Alcohol, stress, and poor sleep all affect ejaculatory control. A small amount of alcohol may delay orgasm slightly, but heavier drinking impairs erection quality and overall sexual function. Chronic stress keeps your nervous system in a heightened state, which can make you more likely to finish quickly. Regular cardiovascular exercise, adequate sleep, and stress management practices like meditation or deep breathing won’t produce dramatic changes on their own, but they create a baseline of nervous system calm that supports every other technique on this list.

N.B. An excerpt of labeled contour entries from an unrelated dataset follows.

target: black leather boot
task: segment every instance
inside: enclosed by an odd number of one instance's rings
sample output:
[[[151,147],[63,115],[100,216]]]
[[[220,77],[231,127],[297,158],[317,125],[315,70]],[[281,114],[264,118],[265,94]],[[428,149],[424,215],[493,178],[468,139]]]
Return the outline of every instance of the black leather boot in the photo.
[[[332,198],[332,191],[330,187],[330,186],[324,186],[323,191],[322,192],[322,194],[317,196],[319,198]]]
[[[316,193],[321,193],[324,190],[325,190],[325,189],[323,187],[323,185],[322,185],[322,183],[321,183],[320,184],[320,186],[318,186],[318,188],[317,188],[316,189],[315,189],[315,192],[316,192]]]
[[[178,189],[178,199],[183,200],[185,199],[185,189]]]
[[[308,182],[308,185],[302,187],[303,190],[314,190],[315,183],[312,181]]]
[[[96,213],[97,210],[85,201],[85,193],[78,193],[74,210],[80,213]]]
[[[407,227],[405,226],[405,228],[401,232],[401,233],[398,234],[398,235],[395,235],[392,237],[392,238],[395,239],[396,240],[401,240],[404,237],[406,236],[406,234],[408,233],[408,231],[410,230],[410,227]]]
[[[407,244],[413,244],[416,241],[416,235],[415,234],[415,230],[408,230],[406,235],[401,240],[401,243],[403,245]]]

Masturbating an hour or two before sex is another straightforward strategy. The refractory period after orgasm naturally raises the threshold for the next one. This works best for younger men with shorter refractory periods, and it’s not a long-term solution, but it’s a reliable way to add time on a given occasion.

Combining Approaches Works Best

The men who see the biggest improvement typically stack several strategies rather than relying on one. A practical starting plan looks like this: begin daily Kegel exercises this week, practice the stop-start method during solo sessions, and if needed, try a desensitizing spray or condom for partnered sex while your muscle control develops. Over four to six weeks, the physical conditioning and mental awareness catch up, and many men find they no longer need the topical products at all.

Communication with your partner matters more than any single technique. Switching positions, incorporating more foreplay, and taking breaks for oral or manual stimulation are all ways to extend the overall experience without relying entirely on your ability to delay orgasm. Framing the conversation around mutual pleasure rather than a performance problem makes it easier for both of you.